Q: I've always wanted to be a positive influence on people. I used to have time to volunteer, but since my wife got sick last year, I just don't have the margin. How can I still make an impact when most of my energy goes to caring for her?

Jim: Let me emphasize that I think you are making an impact on others -- perhaps greater than you know.

After I broke my ankle in a motorcycle accident, I was in either my bed or my recliner for weeks. My wife had to help me with everything from glasses of water to navigating the stairs. Watching her, I discovered that even simple requests can become a burden when you feel like you're needed all day, every day. And I was only off my feet for 13 weeks.
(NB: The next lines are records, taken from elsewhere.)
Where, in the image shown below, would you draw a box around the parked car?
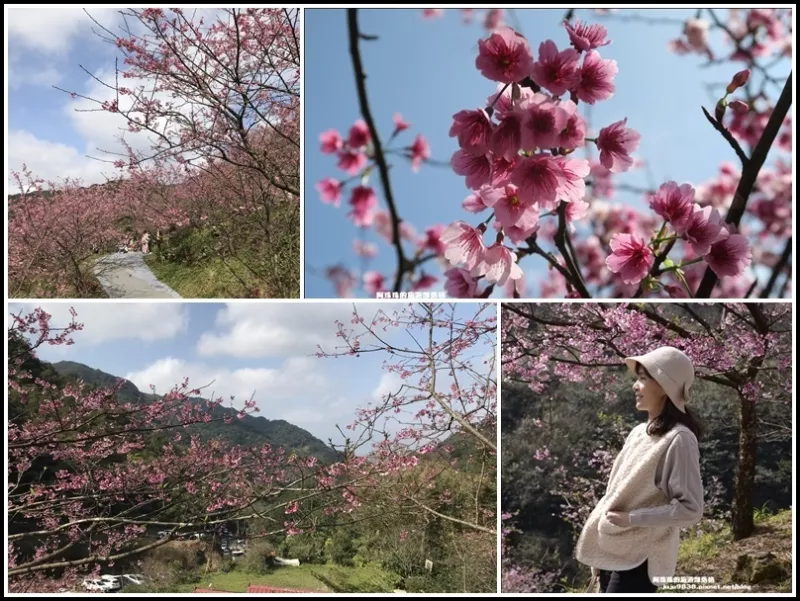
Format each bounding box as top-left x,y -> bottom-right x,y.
82,578 -> 115,593
100,574 -> 122,591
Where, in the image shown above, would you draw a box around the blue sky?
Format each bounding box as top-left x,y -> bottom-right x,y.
9,302 -> 491,443
303,9 -> 789,297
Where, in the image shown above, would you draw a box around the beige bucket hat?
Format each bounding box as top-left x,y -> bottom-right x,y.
625,346 -> 694,413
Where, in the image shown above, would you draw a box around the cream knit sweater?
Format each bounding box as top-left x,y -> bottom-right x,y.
575,423 -> 702,581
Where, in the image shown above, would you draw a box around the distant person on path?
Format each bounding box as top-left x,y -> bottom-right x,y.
575,346 -> 703,593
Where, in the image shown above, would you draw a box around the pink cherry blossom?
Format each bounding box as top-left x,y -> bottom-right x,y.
475,27 -> 533,83
336,150 -> 367,175
353,240 -> 378,259
564,19 -> 611,52
450,109 -> 492,155
420,225 -> 447,255
364,271 -> 386,296
394,113 -> 411,134
317,177 -> 344,207
522,94 -> 569,151
441,221 -> 486,270
556,100 -> 586,149
575,50 -> 619,104
444,267 -> 478,298
347,119 -> 371,150
490,110 -> 527,161
319,129 -> 344,154
511,154 -> 561,207
606,234 -> 655,284
450,150 -> 492,190
461,191 -> 489,213
483,184 -> 531,227
473,242 -> 522,286
597,117 -> 641,173
494,205 -> 539,244
347,186 -> 378,227
681,205 -> 722,257
409,134 -> 431,172
650,182 -> 695,234
531,40 -> 580,96
543,157 -> 591,208
703,228 -> 752,278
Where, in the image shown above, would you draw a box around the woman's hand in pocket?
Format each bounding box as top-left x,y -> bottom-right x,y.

That's why my heart goes out to those who take care of a spouse who's ill. Your love and commitment should inspire the rest of us. Every day you're honoring your vows that say "the two shall become one." You're taking on their struggles as your own.

You're also teaching us how to respond with love and grace when life doesn't go our way. No couple knows ahead of time what "in sickness and in health" will mean until one of you actually gets sick. You won't know what "for better or for worse" means until your spouse does something unlovable, and you choose to stay committed to your marriage anyway.

Sooner or later, we're all forced to answer the question, "What is my marriage really about?" The couples that last are the ones that say, "Marriage is about commitment when it counts and love put into action." So, thank you -- by caring for an ill spouse, you're reminding the rest of us what honoring marriage really looks like. That's a positive influence.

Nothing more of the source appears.